Tuesday, August 11, 2009

Dictator Kitsch

When former President Bill Clinton was in North Korea to rescue former Vice President Al Gore's wayward reporters, he was photographed with North Korean dictator Kim Jong Il in front of a huge and garish mural.

It's dictator kitsch, writes, Eric Gibson in the Wall Street Journal this week:
"'Kitsch' has become a byword in the culture for anything over-the-top or tacky. In art, it’s meaning is more specific. It refers to works trafficking in facile, base or false emotions—most often sentimentality—and whose imagery is off-the-shelf and formulaic, a debased version of a once-original aesthetic idea. Need to conjure that warm-and-fuzzy feeling? Cue the fiery sunset. Looking to express fragile innocence? Bring on the shoeless urchin carrying the bird with the broken wing."
Later in the article there's a great anecdote about a Russian artist who was employed by the Soviet Union as a creator of Socialist Realist art. After the fall of the Soviet Union, his transition was clumsy: "so ingrained were his earlier habits that every time he painted the face of Jesus, he wound up with a likeness of Lenin."

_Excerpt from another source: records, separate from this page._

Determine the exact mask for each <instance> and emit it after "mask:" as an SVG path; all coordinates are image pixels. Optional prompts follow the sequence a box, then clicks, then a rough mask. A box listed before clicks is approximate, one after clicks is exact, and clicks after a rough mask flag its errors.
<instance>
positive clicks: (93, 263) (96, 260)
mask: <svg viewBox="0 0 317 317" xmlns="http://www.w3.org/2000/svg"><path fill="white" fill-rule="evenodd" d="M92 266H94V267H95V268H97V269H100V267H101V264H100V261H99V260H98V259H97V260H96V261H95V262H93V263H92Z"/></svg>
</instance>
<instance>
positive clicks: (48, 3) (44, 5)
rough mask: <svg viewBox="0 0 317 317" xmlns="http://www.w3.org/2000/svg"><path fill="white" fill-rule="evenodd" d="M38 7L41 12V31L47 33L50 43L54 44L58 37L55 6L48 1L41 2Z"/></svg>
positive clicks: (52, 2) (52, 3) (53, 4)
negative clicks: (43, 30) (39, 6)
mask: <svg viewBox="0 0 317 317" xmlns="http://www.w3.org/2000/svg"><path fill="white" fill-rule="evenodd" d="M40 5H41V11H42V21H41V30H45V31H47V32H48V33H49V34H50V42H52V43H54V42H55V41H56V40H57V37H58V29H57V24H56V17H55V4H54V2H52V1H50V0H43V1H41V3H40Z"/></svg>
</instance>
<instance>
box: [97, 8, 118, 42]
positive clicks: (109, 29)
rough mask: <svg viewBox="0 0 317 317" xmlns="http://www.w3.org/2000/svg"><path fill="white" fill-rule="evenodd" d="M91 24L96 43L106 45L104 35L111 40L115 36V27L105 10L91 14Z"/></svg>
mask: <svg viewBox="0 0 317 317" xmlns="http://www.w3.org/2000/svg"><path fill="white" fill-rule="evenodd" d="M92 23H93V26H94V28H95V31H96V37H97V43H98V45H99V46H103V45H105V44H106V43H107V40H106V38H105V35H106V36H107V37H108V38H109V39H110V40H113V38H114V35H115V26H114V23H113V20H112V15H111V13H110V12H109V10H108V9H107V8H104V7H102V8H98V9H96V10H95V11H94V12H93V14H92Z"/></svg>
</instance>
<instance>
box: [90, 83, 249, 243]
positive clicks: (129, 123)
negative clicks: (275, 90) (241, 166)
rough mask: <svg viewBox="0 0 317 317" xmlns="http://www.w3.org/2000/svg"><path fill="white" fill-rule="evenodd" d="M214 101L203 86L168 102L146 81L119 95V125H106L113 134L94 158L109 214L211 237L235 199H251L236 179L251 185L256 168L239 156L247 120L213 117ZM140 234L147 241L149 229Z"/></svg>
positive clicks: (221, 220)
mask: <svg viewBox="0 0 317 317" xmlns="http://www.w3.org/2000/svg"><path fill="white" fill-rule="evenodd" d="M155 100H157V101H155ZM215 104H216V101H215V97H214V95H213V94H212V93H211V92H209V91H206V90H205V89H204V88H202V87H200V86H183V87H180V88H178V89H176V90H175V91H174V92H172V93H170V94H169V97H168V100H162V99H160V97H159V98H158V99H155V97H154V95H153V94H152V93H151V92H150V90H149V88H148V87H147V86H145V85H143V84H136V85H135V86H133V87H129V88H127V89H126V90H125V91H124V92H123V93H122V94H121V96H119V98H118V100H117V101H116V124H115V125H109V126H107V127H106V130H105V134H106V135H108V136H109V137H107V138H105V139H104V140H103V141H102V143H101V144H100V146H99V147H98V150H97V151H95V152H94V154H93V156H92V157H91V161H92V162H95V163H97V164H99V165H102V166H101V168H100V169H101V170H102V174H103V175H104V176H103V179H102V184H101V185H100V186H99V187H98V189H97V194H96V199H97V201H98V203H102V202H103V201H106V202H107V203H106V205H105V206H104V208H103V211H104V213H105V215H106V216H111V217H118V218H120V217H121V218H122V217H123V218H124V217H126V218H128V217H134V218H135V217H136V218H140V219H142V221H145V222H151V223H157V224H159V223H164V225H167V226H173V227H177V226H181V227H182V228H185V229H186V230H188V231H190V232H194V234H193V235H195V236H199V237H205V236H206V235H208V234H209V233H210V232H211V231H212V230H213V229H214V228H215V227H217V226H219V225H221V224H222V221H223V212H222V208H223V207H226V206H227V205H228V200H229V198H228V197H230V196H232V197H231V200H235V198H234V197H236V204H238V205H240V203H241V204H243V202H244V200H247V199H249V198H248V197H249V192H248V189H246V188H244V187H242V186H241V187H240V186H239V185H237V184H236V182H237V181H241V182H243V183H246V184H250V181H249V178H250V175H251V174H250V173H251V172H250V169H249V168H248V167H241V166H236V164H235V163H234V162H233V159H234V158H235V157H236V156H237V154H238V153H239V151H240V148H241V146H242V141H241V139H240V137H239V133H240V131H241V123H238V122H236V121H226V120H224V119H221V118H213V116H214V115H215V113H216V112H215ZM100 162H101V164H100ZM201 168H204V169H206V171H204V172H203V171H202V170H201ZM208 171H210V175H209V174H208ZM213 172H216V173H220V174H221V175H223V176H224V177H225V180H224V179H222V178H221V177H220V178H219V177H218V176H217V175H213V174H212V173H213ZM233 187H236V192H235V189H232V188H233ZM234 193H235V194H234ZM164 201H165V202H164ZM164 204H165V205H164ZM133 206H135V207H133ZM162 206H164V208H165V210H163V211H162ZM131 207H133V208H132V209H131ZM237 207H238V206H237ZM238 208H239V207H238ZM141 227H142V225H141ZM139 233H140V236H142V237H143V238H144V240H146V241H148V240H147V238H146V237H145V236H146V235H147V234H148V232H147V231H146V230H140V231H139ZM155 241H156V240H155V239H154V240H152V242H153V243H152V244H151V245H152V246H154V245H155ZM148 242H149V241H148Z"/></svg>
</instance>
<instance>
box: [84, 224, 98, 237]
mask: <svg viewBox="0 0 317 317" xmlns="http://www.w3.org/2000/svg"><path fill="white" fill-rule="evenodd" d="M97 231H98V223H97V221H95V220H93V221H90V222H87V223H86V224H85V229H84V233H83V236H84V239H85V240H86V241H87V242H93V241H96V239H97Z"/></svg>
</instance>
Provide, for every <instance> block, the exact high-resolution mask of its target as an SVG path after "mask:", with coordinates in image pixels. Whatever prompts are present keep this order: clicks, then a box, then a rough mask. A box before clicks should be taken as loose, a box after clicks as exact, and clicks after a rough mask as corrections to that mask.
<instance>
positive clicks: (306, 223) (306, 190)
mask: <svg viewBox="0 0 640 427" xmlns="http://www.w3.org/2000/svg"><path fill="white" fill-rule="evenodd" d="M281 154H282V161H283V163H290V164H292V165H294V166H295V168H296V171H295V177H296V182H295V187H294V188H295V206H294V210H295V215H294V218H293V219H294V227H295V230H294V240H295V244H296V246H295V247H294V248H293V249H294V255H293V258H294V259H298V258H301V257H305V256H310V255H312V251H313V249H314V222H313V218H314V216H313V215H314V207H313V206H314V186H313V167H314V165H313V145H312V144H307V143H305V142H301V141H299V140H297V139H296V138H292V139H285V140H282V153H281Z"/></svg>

In fact, there isn't so much difference between religious kitsch and kitsch employed in the service of totalitarian regimes. Take this poster of Moroni, a character from the Book of Mormon. Aside from the fact that it looks computer-generated, like something out of a late-90s era video game, the rays of sun could just as easily indicate religious themes as socialist ones.

Perhaps a better example, one from the same company Real Hero Posters, is this one of the Bible character Ruth. Here, we see a proud agricultural scene, complete with dramatic sunlight, sheaf of wheat, and a low perspective that makes the figure look large and heroic. This looks positively Soviet, yet it's quite the opposite.